At `deploy start`, laconic-so auto-generates a namespace-scoped
ConfigMap per host-path compose volume (deduped by source) and mounts
it into the pod instead of routing the bind through the kind node:
| Source shape | Behavior |
|---|---|
| Single file | ConfigMap with one key (the filename); pod mount uses `subPath` so the single key lands at the compose target path |
| Flat directory (no subdirs, ≤ ~700 KiB) | ConfigMap with one key per file; pod mount exposes all keys at the target path |
| Directory with subdirs, or over budget | Rejected at `deploy create` — embed in the container image, split into multiple ConfigMaps, or use an initContainer |
| `:rw` on any host-path bind | Rejected at `deploy create` — use a named volume with a spec-configured host path for writable data |
The deployment dir layout is unchanged: compose files stay verbatim and
`spec.yml` is not rewritten.

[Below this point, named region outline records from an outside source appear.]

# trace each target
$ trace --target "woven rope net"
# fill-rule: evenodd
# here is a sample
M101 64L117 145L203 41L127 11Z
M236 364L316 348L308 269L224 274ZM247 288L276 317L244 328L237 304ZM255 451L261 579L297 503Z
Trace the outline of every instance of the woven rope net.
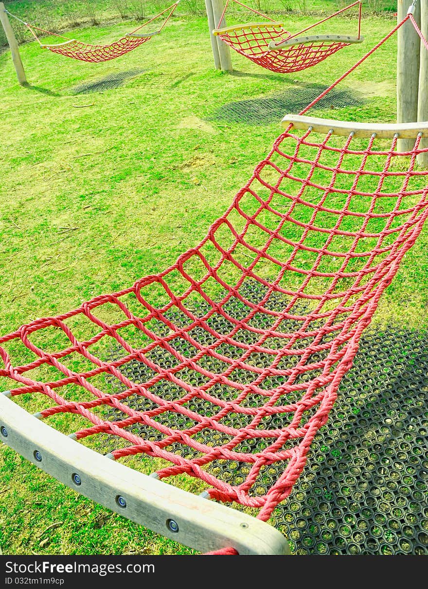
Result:
M129 53L130 51L132 51L132 49L139 47L143 43L145 43L146 41L149 41L154 35L160 33L174 14L179 1L180 0L178 0L175 4L171 5L168 8L165 8L161 12L160 12L159 14L153 16L141 26L138 27L131 33L125 35L118 41L114 41L112 43L106 45L93 45L90 43L85 43L82 41L77 41L75 39L69 39L57 33L51 32L45 29L40 28L39 27L36 27L35 25L26 22L15 15L12 14L8 10L6 10L6 12L9 16L24 24L43 48L49 49L52 53L65 55L66 57L70 57L74 59L87 61L91 63L98 63L99 62L108 61L110 59L114 59L117 57L120 57L121 55L124 55L125 54ZM166 16L164 17L161 25L157 30L153 32L147 33L147 34L138 32L141 29L143 29L144 27L164 14L166 14ZM40 34L41 32L59 37L61 39L65 39L65 41L56 45L44 44L38 37L38 34Z
M238 53L258 65L278 74L301 71L316 65L349 44L332 40L299 43L280 49L269 48L269 43L286 41L290 34L278 25L266 23L251 28L225 31L218 37Z
M186 473L267 519L428 216L420 141L400 153L396 138L288 128L197 246L0 337L0 376L48 423L75 418L62 426L84 443L115 436L115 459L161 459L160 478Z
M139 47L143 43L145 43L146 41L150 41L150 39L151 37L138 38L124 37L109 45L91 45L71 39L69 42L65 44L45 45L45 47L52 53L59 54L74 59L97 63L108 61L110 59L114 59L121 55L124 55Z
M358 38L360 38L361 4L359 2L355 2L349 6L341 8L333 14L307 27L300 33L292 35L286 30L282 23L276 22L263 13L251 6L243 4L239 0L231 0L231 1L235 5L239 5L247 11L256 13L270 22L248 23L247 25L238 25L221 29L220 27L221 26L221 23L224 22L224 17L229 5L230 0L227 0L224 10L218 22L218 30L215 34L238 53L247 57L258 65L277 73L290 74L316 65L336 51L349 45L352 41L350 40L349 42L347 42L343 37L340 39L334 40L332 36L331 38L327 39L308 37L304 41L299 39L298 42L296 38L296 44L280 49L271 48L270 44L273 42L276 45L278 45L283 41L291 39L293 37L297 38L301 34L356 6L358 6L359 9ZM350 38L349 38L350 39Z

Source files remain under
`{deployment_dir}/config/{pod}/` (as copied by `deploy create`); the
ConfigMap is built from them at deploy start and no kind extraMount is
emitted for these paths.
This works identically on kind and real k8s (ConfigMaps are
cluster-native; no node-side landing pad required), and two deployments
of the same stack sharing a cluster get their own per-namespace
ConfigMaps — no aliasing.
### Writable / generated data → named volume + host path
For volumes the workload *writes to* (databases, ledgers, caches, logs),
use a named volume backed by a spec-configured host path under
`kind-mount-root`:
```yaml
# compose
volumes:
- my-data:/var/lib/foo
# spec.yml
kind-mount-root: /srv/kind
volumes:
my-data: /srv/kind/my-stack/data
```
Works on both kind (via the umbrella mount) and real k8s (operator
provisions `/srv/kind/my-stack/data` on each node).
### Migrating an Existing Cluster
If a cluster was created without an umbrella mount and you need to add a
stack that requires new host-path mounts, the cluster must be recreated:
1. Back up ephemeral state (DBs, caches) from PVs that lack host mounts —
these are in the kind node overlay FS and do not survive `kind delete`.
2. Update every stack's spec to set a shared `kind-mount-root` and place
host paths under it.
3. Stop all deployments, destroy the cluster, recreate it by starting any
stack (umbrella now active), and restore state.